Os jovens hoje estão em crise. Porquê?

Saudações amigo leitor.
Foi pensando em si que decidi escrever este texto com o objectivo de trazer uma reflexão sobre a actualidade juvenil.
 

Estou certo de que ha bem pouco tempo deve ter visto ou ouvido falar sobre uma oportunidade de emprego onde mil (1000) ou mais candidatos disputam vinte (20) vagas de emprego. Acredito que terá se preocupado com o destino incerto dos não-admitidos no tocante ao afecto e sua integração social.
Nos dias que correm nas ruas e noutros locais é frequente deparar com jovens com aspecto de crise dada a falta de emprego ou pelo emprego mal remunerado. Nos casos gerais a crise é fruto da falta de emprego ou por existência de empregos que conferem baixas remunerações. Todavia, os jovens constituem a população mais preparada, formada, informada e educada mas também a faixa que tem mais desempregados. Que PARADOXAL!
Uma das razões da crise gerada pelo desemprego é que as empresas ou instituições para manter a produtividade ou melhor prestação de serviços, optam pelos mais experientes na hora de admitir novos trabalhadores. E porque a juventude representa a fasquia populacional menos experiente, nessa corrida tem menores chances para sua admissão.

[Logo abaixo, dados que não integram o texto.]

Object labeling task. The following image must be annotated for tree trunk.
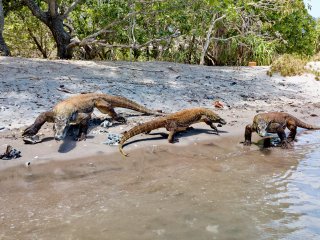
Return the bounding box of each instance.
[46,17,73,59]
[0,0,11,56]
[200,14,216,65]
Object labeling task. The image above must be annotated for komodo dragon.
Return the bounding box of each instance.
[22,93,161,141]
[119,108,226,156]
[243,112,320,148]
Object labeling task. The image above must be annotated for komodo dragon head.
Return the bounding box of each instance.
[257,117,271,137]
[205,109,227,125]
[53,105,78,141]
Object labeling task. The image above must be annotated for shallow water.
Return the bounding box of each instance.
[0,131,320,239]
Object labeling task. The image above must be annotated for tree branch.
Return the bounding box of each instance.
[48,0,58,18]
[61,0,86,20]
[23,0,48,24]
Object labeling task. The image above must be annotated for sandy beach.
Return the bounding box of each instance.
[0,57,320,169]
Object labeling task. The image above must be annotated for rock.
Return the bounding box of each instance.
[22,135,42,144]
[204,95,213,99]
[100,120,112,128]
[103,133,122,145]
[0,145,21,160]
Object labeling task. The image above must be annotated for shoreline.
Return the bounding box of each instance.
[0,57,320,169]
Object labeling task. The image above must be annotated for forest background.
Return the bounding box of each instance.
[0,0,320,69]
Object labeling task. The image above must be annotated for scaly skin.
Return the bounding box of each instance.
[243,112,320,148]
[119,108,226,156]
[22,93,161,141]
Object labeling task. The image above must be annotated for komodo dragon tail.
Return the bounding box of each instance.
[290,115,320,129]
[107,96,163,115]
[119,117,166,156]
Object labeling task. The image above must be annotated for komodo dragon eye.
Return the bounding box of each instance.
[54,118,69,140]
[257,121,270,137]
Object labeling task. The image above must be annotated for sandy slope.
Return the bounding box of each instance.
[0,57,320,168]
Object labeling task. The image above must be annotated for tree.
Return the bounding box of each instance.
[23,0,84,59]
[0,0,11,56]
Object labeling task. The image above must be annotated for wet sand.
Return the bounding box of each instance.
[0,58,320,239]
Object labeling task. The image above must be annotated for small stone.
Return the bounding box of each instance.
[100,120,112,128]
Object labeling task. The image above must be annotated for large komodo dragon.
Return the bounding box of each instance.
[22,93,161,141]
[119,108,226,156]
[243,112,320,148]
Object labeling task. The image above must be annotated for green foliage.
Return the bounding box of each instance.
[269,54,309,77]
[269,0,317,56]
[267,54,320,80]
[252,39,276,66]
[4,0,320,65]
[3,7,54,58]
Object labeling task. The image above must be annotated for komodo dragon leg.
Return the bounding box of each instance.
[166,122,179,143]
[270,123,291,149]
[22,111,54,136]
[287,120,297,142]
[76,113,90,141]
[94,99,127,122]
[202,117,220,136]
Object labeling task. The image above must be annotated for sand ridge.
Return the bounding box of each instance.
[0,57,320,168]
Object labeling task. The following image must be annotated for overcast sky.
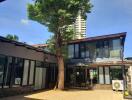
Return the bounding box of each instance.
[0,0,132,57]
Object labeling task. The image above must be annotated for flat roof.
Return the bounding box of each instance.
[69,32,127,44]
[0,36,55,56]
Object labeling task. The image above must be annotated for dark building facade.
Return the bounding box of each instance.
[66,32,126,88]
[0,37,57,96]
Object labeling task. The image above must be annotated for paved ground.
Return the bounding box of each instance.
[0,90,127,100]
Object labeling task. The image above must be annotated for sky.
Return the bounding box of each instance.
[0,0,132,57]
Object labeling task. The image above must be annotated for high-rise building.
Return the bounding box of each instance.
[67,12,86,40]
[74,12,86,39]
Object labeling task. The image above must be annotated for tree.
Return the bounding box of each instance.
[46,25,75,60]
[6,34,19,41]
[28,0,92,90]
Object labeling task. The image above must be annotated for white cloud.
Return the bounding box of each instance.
[21,19,29,25]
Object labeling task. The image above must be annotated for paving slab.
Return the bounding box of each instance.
[0,90,127,100]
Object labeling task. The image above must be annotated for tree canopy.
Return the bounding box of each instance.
[6,34,19,41]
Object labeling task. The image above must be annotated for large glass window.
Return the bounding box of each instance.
[4,57,12,88]
[12,58,23,85]
[22,60,29,85]
[0,55,5,87]
[80,43,85,58]
[110,66,123,80]
[86,43,90,58]
[110,39,121,58]
[103,41,109,58]
[75,44,79,58]
[29,61,35,85]
[68,44,74,58]
[96,41,103,58]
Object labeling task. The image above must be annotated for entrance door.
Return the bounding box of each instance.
[76,68,86,86]
[35,67,43,90]
[86,68,98,85]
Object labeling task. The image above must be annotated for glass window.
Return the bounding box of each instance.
[96,41,103,58]
[68,45,74,58]
[110,66,123,80]
[75,44,79,58]
[86,43,90,58]
[22,60,29,85]
[4,57,12,88]
[29,61,35,85]
[110,39,121,58]
[104,41,109,58]
[80,43,85,58]
[99,67,104,84]
[0,55,5,86]
[12,58,23,85]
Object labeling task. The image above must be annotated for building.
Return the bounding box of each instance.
[0,37,57,97]
[32,44,48,51]
[66,12,86,40]
[66,32,132,89]
[74,12,86,39]
[0,32,132,97]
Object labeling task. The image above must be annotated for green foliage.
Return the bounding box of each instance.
[46,26,75,59]
[6,34,19,41]
[28,0,92,55]
[28,0,92,33]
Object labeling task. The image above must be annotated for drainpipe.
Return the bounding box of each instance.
[120,37,126,98]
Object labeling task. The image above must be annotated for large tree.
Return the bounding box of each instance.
[6,34,19,41]
[28,0,92,90]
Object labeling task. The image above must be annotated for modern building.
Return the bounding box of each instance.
[0,32,132,97]
[0,37,57,97]
[66,32,132,89]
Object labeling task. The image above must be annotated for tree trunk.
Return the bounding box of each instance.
[57,56,64,90]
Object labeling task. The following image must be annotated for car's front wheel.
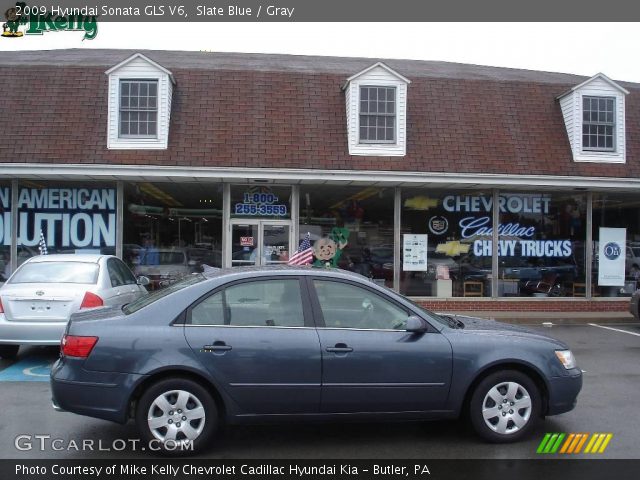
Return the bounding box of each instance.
[136,378,218,455]
[0,345,20,360]
[469,370,541,443]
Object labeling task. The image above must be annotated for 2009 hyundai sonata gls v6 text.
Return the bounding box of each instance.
[51,267,582,451]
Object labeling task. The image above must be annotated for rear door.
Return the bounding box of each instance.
[185,276,321,414]
[311,278,452,413]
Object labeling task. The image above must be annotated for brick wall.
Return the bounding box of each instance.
[418,299,629,313]
[0,65,640,178]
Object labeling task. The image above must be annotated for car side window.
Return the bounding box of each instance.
[113,259,138,285]
[191,291,224,325]
[191,279,304,327]
[107,258,124,288]
[313,279,409,330]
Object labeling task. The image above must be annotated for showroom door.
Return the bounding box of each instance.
[227,219,291,267]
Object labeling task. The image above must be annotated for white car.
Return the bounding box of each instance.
[0,254,149,358]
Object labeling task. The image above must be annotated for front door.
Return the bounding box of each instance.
[185,276,321,414]
[227,219,291,267]
[312,278,452,413]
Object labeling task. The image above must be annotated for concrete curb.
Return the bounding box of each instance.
[444,311,640,325]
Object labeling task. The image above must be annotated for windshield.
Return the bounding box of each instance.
[122,273,206,315]
[8,262,99,284]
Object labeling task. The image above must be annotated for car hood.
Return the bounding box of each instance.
[450,315,567,348]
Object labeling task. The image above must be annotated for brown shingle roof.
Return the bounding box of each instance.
[0,49,640,177]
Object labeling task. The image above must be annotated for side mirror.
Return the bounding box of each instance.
[405,315,427,333]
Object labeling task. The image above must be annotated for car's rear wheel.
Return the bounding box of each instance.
[136,378,218,455]
[469,370,541,443]
[0,345,20,360]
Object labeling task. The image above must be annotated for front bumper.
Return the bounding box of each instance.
[547,368,582,415]
[51,357,144,423]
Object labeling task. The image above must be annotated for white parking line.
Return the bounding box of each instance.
[589,323,640,337]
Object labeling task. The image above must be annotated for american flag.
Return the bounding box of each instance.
[288,233,313,265]
[38,230,49,255]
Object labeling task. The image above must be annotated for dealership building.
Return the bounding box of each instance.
[0,49,640,312]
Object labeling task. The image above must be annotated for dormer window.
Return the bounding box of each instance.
[106,53,175,150]
[343,62,411,156]
[582,96,616,152]
[558,73,629,163]
[360,86,396,143]
[119,80,158,138]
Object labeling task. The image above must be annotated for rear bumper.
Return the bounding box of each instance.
[51,358,144,423]
[547,369,582,415]
[0,314,67,345]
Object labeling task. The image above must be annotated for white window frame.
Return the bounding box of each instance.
[580,95,617,153]
[343,62,411,157]
[358,84,398,145]
[557,73,629,163]
[118,78,160,140]
[105,53,175,150]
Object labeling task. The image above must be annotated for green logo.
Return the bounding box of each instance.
[2,2,98,40]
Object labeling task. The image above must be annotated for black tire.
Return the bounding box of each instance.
[469,370,541,443]
[0,345,20,360]
[135,378,219,456]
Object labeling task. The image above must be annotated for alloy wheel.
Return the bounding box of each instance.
[147,390,206,443]
[482,382,532,435]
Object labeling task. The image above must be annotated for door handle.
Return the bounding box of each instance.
[202,341,232,352]
[327,343,353,353]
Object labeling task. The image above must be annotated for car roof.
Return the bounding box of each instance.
[22,253,111,263]
[203,265,369,280]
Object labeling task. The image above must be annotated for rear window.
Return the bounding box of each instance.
[140,250,185,265]
[122,273,206,315]
[8,262,100,283]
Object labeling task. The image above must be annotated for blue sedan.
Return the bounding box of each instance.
[51,267,582,453]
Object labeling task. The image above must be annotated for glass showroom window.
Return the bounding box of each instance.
[592,193,640,297]
[122,182,222,289]
[299,185,394,287]
[498,192,587,297]
[0,182,11,284]
[400,189,493,297]
[17,180,118,265]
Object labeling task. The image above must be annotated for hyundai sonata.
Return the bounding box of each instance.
[51,267,582,451]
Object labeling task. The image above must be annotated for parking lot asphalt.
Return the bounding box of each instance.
[0,322,640,459]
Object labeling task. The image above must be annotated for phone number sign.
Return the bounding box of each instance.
[234,192,288,217]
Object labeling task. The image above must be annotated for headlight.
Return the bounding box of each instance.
[556,350,576,370]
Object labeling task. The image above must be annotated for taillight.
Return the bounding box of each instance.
[80,292,104,308]
[60,335,98,358]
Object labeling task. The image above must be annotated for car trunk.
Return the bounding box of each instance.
[1,284,89,322]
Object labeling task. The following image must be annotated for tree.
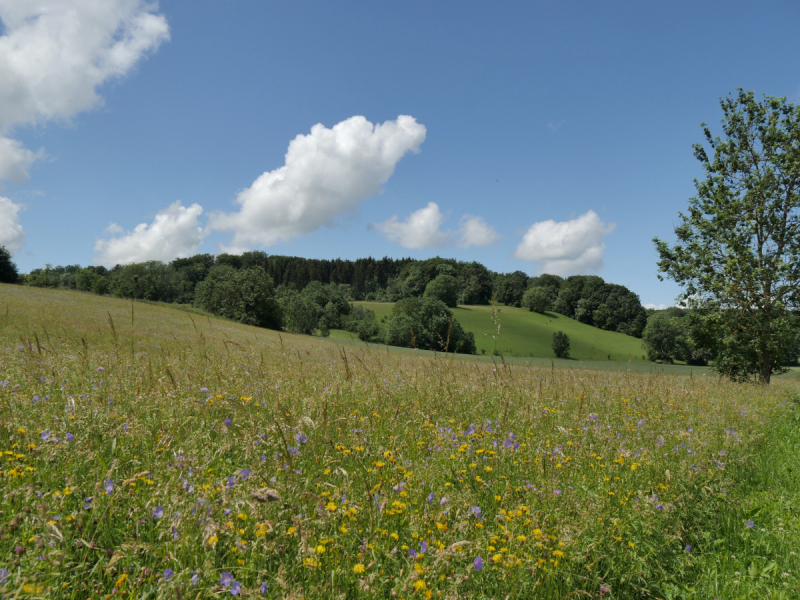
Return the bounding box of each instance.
[0,246,19,283]
[551,331,569,358]
[522,286,552,313]
[642,315,684,364]
[424,274,458,308]
[653,89,800,384]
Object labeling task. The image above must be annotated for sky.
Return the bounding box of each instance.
[0,0,800,307]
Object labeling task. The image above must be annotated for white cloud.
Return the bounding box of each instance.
[372,202,453,250]
[0,196,25,254]
[0,0,169,181]
[94,200,207,267]
[458,215,500,248]
[512,210,616,275]
[210,116,426,250]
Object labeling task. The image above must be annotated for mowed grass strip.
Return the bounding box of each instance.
[0,286,800,599]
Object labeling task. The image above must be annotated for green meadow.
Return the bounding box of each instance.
[331,302,645,363]
[0,285,800,600]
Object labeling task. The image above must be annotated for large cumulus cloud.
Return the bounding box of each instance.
[210,115,426,252]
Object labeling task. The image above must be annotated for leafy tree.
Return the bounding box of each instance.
[654,89,800,383]
[384,296,475,354]
[196,264,283,329]
[642,315,685,364]
[425,274,458,308]
[0,246,19,283]
[551,331,569,358]
[522,286,552,313]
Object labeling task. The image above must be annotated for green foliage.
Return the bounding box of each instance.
[494,271,528,308]
[642,316,685,363]
[384,296,475,354]
[522,286,552,314]
[654,89,800,383]
[551,331,569,358]
[0,246,19,283]
[194,265,283,329]
[424,274,458,308]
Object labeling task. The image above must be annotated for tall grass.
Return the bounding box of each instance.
[0,286,800,598]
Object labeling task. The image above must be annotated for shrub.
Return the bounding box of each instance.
[522,287,551,313]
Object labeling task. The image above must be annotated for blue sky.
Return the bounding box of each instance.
[0,0,800,305]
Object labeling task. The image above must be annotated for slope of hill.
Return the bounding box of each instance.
[338,302,646,362]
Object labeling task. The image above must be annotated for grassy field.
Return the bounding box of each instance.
[0,286,800,600]
[344,302,645,363]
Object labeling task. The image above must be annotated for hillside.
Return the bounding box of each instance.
[331,302,646,362]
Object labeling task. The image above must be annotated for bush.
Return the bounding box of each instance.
[425,274,458,308]
[0,246,19,283]
[195,265,283,329]
[383,297,475,354]
[552,331,569,358]
[522,287,551,313]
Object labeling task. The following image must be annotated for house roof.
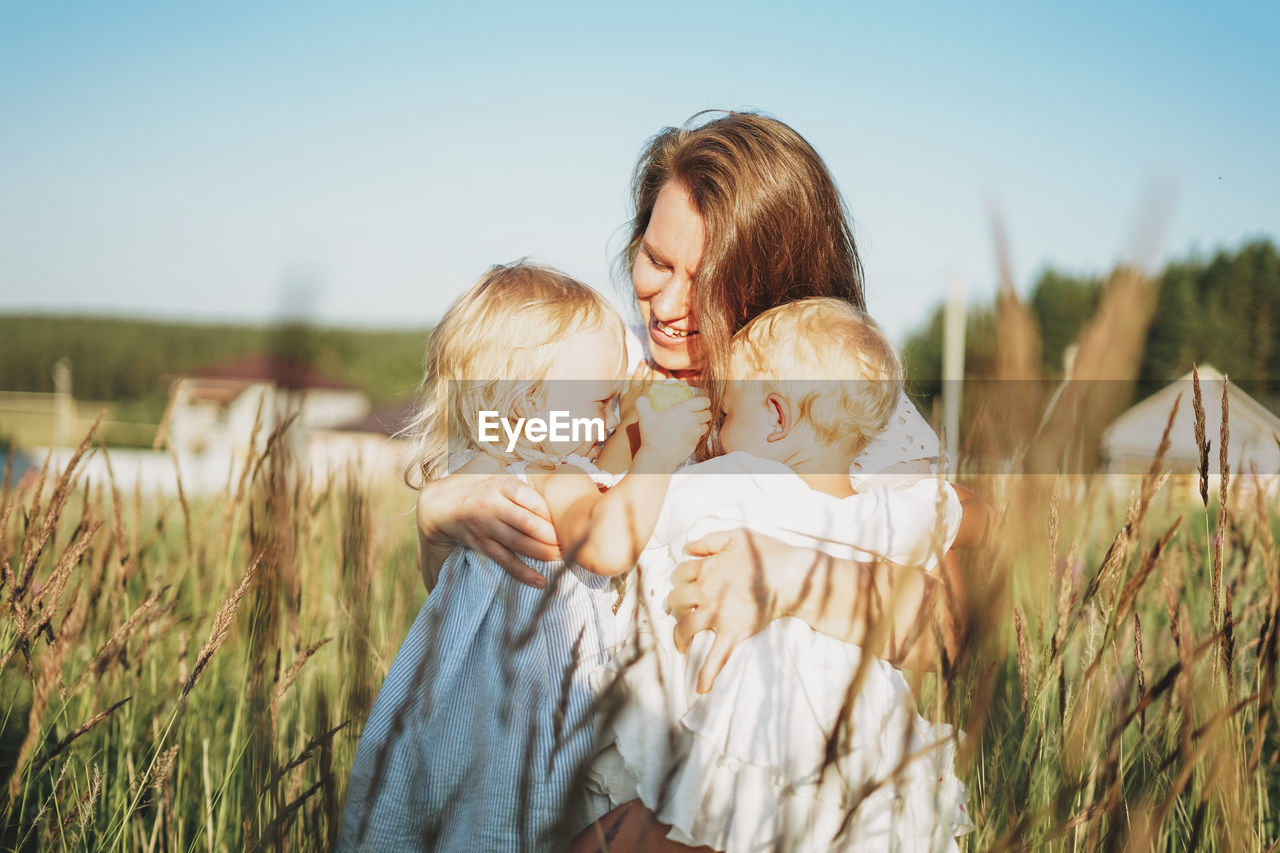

Doutro lado, a crise é gerada pelos baixos salários e a exigência de altos níveis acadêmicos para o mercado de emprego.
Se comparada com as gerações anteriores (nós) a juventude contemporânea desfruta de vantagens educacionais mercê da expansão da rede escolar em todos os níveis mas, mesmo assim vive-se um paradoxo, onde observa-se um tempo de estudos cada vez mais alargado enquanto que há menos chances de disputar uma vaga de emprego.
Desconfortados, os jovens tem sido os principais protagonistas de revoltas populares ao redor do mundo exigindo melhores condições de vida, que passam pela sua aceitação no mercado laboral.
Na contemporaneidade, há tendência crescente do número de jovens em situação de crise; há uma mudança na forma como é feita a admissão dos trablhadores a um novo empego, inclusive como são remunerados. Por entender a gravidade e pelos níveis visivelemente altos e pela actualidade do tema, os jovens devem merecer uma permanente reflexão, priorizando aspectos como a educação, o emprego e o abrigo de modo que o bem estar tome o lugar da crise.                                                                                  Orquidio P. Sitoe ‘orquidiost.blogspot.com’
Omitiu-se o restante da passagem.